One of the things I tried to tease apart in the survey we conducted was what separates a spiritually healthy minister from those who do not report as healthy of a relationship with God? In order to determine this, I took those who endorsed being “Very Satisfied” with their relationship with God and compared them statistically against everyone else. What bubbled to the top in a way that showed these two groups statistically different?

11% of Church of Christ ministers in the survey said they are “Very Satisfied” with their relationship with God. When you compare those 11% with the other 89% here are the differences that crop up that are statistically significant on the .05 level (which means we have a 95% confidence that these statistical differences are meaningful/actual differences and 5% that it is due to random chance).

Physical health: Ministers who endorsed being “Very Satisfied” with their relationship with God were less satisfied than the rest on their physical health. They also spent less time exercising! Let’s not make that a prescription for a deeper spirituality by any means. I would like to dive deeper into that in a future study.

Ministry/Study: These ministers spent more time studying for lesson prep than everyone else and more time in personal study. They also reported significantly better relationships with their elders than everyone else on average.

Last, these people were more hopeful about the future on average than the rest of the sample.

What does this tell us? Does this tell us healthy ministers are connected with healthy elders? It at least tells us healthy ministers have a healthy view of their elders. It also tells us the value of personal study as well as lesson prep on one’s own deeper spiritual life and walk with God as those who studied longer reported more satisfaction with their relationship with God. The health piece surprised me and I am still trying to wrap my mind around it. Based on the data collected there isn’t much that can be teased out of that but we can look more deeply into that in the future to see what is going on.

Last, often what is overlooked in studies like these are the things that did not have an effect but often that information is just as interesting. It is interesting that there were no differences in those who report being “Very satisfied” with their relationship with God and everyone else in their marriages, parenting, relationship with staff, mental health, etc.

I am curious to hear your thoughts on this information. I would also like to know areas you believe would be important to assess in the future.

2 Responses

  1. Support networks/relationships are very important.

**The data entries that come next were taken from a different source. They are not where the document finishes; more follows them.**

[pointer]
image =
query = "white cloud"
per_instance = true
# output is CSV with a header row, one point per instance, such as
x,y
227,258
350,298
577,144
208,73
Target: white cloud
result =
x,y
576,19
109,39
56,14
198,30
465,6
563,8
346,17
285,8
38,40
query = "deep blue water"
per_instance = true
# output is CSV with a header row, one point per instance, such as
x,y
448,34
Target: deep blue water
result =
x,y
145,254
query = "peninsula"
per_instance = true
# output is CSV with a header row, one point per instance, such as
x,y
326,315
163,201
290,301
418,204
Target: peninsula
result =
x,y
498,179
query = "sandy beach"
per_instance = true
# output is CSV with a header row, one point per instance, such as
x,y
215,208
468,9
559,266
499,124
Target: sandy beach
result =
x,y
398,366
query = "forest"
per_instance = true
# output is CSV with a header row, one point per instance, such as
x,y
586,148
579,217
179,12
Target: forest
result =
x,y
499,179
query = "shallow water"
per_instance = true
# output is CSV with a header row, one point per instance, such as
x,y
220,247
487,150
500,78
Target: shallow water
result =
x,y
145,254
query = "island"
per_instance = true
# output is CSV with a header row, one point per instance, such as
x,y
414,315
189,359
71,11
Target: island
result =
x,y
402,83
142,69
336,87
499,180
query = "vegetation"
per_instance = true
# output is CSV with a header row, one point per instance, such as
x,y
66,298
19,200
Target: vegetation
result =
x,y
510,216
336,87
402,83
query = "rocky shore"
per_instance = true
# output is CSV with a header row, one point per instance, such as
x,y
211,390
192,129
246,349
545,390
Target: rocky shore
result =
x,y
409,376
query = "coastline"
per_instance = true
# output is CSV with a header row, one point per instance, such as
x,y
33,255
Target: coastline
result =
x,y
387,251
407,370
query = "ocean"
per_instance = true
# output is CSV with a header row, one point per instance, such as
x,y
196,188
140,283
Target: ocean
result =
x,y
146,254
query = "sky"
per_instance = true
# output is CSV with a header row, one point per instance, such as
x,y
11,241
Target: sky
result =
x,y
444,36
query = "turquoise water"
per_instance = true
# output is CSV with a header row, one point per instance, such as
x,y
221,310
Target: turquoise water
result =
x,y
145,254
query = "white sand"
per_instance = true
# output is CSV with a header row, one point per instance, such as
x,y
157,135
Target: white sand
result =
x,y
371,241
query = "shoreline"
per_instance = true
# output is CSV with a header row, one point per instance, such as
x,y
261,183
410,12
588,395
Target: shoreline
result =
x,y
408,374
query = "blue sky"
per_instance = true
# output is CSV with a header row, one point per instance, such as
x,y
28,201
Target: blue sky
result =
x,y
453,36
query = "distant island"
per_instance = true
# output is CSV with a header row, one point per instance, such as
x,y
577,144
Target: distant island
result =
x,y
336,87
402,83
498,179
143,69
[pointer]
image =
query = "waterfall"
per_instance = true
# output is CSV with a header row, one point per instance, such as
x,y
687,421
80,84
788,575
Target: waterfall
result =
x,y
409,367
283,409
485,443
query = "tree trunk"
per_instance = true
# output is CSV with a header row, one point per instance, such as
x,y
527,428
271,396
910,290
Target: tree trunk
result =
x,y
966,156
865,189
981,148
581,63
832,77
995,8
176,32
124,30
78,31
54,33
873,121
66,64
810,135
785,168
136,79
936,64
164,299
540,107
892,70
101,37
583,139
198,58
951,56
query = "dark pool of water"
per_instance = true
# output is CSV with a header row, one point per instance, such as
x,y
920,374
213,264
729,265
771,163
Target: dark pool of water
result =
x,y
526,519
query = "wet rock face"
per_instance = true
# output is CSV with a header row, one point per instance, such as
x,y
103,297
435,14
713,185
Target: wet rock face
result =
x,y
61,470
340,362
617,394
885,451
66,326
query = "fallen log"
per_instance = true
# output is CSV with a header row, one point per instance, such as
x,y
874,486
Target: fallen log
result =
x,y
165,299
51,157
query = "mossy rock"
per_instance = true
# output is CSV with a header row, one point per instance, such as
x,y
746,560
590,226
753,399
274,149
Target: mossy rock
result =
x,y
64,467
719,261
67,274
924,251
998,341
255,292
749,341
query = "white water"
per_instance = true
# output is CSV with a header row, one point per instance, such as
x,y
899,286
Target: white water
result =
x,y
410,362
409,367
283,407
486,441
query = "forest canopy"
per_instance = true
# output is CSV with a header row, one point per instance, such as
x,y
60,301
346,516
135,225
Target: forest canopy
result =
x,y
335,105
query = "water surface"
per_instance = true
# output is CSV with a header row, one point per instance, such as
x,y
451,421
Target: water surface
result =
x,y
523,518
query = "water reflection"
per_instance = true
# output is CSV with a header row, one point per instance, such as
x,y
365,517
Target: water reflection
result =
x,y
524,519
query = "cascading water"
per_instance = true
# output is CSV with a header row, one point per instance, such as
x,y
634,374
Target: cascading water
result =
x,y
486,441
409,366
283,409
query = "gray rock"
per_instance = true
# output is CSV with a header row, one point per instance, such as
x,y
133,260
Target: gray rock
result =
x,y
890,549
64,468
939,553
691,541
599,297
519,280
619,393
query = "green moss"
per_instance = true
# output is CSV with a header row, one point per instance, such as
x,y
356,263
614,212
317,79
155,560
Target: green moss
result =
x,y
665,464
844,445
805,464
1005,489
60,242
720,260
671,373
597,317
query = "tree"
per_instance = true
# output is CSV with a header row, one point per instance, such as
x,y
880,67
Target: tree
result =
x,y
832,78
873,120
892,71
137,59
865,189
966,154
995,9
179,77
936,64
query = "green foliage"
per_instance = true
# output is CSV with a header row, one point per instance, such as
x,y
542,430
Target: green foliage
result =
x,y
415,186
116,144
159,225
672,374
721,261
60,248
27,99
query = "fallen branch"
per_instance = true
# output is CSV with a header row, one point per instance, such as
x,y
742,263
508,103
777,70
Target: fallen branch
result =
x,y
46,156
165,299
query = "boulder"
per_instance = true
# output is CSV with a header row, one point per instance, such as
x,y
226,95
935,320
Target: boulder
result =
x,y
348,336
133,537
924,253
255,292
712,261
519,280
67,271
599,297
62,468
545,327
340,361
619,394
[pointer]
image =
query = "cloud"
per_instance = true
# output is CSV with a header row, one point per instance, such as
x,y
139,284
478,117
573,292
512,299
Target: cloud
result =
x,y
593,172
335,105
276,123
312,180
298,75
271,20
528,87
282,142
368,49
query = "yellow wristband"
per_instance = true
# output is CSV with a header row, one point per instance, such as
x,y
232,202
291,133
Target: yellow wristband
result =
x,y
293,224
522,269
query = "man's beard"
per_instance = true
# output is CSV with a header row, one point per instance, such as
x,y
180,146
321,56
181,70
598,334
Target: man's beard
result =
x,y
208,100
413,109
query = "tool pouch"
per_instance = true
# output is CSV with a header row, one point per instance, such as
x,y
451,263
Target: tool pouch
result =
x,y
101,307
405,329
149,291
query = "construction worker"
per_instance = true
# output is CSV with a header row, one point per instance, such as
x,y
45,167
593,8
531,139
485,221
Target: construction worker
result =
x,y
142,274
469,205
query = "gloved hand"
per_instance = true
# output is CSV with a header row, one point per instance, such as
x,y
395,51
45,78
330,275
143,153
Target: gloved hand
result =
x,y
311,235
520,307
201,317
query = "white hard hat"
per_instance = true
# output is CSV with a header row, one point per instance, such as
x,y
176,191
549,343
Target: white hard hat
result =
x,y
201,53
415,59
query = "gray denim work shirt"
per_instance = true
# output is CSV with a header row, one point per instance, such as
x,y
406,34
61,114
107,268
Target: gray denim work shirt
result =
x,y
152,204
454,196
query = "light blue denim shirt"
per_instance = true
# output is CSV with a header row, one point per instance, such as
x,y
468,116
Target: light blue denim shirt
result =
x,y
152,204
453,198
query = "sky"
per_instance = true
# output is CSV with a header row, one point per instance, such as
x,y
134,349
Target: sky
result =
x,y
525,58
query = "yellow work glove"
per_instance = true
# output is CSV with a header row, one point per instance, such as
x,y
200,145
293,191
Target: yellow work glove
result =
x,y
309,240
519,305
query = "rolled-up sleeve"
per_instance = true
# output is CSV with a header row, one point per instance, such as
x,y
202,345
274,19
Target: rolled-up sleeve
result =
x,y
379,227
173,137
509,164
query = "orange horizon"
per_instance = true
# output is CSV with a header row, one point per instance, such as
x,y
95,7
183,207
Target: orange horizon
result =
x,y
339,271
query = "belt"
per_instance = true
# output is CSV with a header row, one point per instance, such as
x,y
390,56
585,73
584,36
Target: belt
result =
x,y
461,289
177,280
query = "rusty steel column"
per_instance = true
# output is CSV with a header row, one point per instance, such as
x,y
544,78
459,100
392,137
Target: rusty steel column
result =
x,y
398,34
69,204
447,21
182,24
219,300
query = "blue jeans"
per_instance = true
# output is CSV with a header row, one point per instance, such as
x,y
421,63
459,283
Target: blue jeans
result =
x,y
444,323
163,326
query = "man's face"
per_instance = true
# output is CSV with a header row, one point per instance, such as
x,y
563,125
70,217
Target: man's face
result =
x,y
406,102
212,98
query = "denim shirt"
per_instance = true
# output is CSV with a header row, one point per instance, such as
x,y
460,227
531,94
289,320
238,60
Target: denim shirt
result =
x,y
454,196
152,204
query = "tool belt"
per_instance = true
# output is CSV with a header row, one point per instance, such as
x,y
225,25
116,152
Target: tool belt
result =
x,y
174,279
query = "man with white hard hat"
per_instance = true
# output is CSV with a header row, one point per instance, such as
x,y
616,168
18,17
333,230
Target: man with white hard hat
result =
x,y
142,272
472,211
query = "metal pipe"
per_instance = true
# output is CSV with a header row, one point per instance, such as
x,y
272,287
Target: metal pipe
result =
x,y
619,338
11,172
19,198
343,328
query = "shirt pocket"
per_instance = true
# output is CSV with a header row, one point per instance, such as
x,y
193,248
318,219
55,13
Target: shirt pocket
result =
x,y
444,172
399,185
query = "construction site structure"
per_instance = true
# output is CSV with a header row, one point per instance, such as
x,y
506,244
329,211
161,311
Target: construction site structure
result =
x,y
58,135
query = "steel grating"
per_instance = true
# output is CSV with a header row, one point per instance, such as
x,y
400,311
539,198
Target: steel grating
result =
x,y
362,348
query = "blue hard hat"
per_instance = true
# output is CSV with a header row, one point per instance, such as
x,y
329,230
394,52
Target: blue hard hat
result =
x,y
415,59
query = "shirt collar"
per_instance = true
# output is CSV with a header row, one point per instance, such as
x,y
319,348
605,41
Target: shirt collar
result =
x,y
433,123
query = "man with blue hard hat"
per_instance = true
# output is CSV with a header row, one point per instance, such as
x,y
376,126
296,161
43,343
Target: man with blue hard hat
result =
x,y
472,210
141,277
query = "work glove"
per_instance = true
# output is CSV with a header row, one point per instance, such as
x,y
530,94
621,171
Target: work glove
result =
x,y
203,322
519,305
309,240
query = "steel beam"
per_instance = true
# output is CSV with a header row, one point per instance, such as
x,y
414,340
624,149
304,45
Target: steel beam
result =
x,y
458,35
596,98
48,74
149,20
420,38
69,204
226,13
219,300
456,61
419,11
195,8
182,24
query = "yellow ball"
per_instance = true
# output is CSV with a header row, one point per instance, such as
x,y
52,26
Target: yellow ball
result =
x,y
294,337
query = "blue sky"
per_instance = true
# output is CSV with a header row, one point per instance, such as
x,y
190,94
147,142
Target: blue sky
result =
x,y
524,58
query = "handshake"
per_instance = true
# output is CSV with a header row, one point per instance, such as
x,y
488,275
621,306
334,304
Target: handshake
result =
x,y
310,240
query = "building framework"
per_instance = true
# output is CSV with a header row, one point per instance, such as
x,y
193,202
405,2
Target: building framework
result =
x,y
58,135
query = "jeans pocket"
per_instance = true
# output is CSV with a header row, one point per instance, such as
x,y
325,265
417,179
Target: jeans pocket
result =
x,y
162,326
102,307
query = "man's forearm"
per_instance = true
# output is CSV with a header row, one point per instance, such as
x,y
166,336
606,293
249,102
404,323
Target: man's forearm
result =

Now, concerning relationships between members and members, and members and staff — congregations should be placing as priorities:

    1) Support cohorts (whether implemented as house churches, google plus hangouts, facebook private groups, etc.) Jesus cast out demons with a word — but he sent out disciples 2 by 2. The flesh is weak.

    2) Intentional mentoring networks.

    3) An understanding of the need for “Christian” angel funding / venture / private equity — with the underlying commandment of “lending without expecting to receive it back”. Nashville has made great strides to develop an entrepreneurial culture but it lacks a funding community — too many churches, not enough “angels”.

    Rather than being countercultural in a good (Jesus-like) way, we have allowed fear, insecurity to enthrone debt, mammon, insurances, etc. to become idols in a culture where admitting this is shunned (because it would weaken the structures which profit from them).

    Tangential: ACU’s Ministerial Salary Survey
    http://www.acu.edu/siburt-institute-for-church-ministry/resources/salary-survey.html

    1. Thank you Ed. I appreciate your ideas and also your candor. We need this level of transparency and openness in our dialog if we are to move ahead. We also need to share ideas as you have done. Much appreciated.